Since the the Taliban came to power in Afghanistan, religious minorities, including the Sikh community, have been reportedly targeted in large numbers…reports Sanketh Pathak

Sikhs continue to move into India as attacks on minority communities reportedly increased in Afghanistan since the Taliban came to power in 2021.

On August 3, a group of 30 Sikhs from Afghanistan arrived India.

Several Sikh families who arrived from Afghanistan since 2021 have been accommodated in Guru Arjun Dev Gurdwara in Delhi’s Tilak Nagar, and are being assisted by the Shiromani Gurdwara Parbandhak Committee (SGPC). Many of them were brought from Kabul to Delhi in private planes of Afghanistan’s Kam Airlines.

At present, arrangements have been made for everyone to stay by the Gurdwara committee. Most of them are Sikhs, who have been living in Afghanistan for many generations and have arrived to India leaving everything behind for the first time.

IANS visited the Gurdwara here and met some Sikh refugees to know how they left their homes, businesses and arrived to India to save their lives.

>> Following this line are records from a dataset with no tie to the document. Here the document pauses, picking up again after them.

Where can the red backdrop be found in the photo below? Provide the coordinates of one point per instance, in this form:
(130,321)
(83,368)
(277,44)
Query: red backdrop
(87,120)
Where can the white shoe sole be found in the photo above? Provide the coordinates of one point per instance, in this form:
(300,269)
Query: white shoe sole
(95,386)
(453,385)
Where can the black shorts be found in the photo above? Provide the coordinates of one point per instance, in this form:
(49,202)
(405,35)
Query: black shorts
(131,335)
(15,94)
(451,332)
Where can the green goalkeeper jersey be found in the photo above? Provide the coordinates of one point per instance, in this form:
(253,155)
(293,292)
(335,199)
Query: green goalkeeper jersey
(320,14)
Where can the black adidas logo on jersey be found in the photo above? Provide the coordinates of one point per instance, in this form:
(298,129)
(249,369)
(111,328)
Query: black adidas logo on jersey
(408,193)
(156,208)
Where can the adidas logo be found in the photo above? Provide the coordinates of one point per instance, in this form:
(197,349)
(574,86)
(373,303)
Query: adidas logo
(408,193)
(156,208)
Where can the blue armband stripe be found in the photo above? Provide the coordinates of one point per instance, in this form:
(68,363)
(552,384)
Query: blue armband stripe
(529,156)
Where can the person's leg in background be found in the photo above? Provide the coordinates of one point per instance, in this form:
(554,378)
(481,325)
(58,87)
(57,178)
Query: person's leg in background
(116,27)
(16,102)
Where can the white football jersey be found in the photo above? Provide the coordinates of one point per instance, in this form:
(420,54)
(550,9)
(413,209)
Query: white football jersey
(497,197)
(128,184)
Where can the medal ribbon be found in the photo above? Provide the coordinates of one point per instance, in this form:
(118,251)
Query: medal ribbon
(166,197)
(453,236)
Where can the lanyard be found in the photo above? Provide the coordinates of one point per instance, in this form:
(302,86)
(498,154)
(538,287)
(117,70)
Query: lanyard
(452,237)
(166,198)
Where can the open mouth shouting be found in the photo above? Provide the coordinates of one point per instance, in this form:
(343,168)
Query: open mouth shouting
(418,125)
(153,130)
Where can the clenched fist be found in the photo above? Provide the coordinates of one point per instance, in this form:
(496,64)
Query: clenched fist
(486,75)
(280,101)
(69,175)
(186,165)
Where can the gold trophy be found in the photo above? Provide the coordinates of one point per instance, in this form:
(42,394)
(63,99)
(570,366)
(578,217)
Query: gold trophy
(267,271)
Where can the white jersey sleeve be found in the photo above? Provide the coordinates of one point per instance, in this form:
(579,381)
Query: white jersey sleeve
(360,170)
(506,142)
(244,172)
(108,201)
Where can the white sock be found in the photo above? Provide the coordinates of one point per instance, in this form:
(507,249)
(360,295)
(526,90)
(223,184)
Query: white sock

Dodged the Taliban by pretending to treat the child

Taran Singh, who is 32-year-old, lived with his family in Jalalabad area of Afghanistan since childhood. Taran used to run a medicine shop. When the Gurudwara in Kabul was attacked and many Sikhs were killed, he also started worrying about his family. Talking to IANS, Taran Singh said that the Taliban were not allowing him to go to India.

Somehow, he hired a car and left for Kabul with his family and children. On the way, when Talibani authorities asked him the reason for leaving, he told them that his child was ill and had to go to India for treatment. In this way, Taran Singh reached India from Kabul. He is happy to reach Delhi, but he is also sad to have lost his home and shop. Although he says that now he will never go back to Afghanistan.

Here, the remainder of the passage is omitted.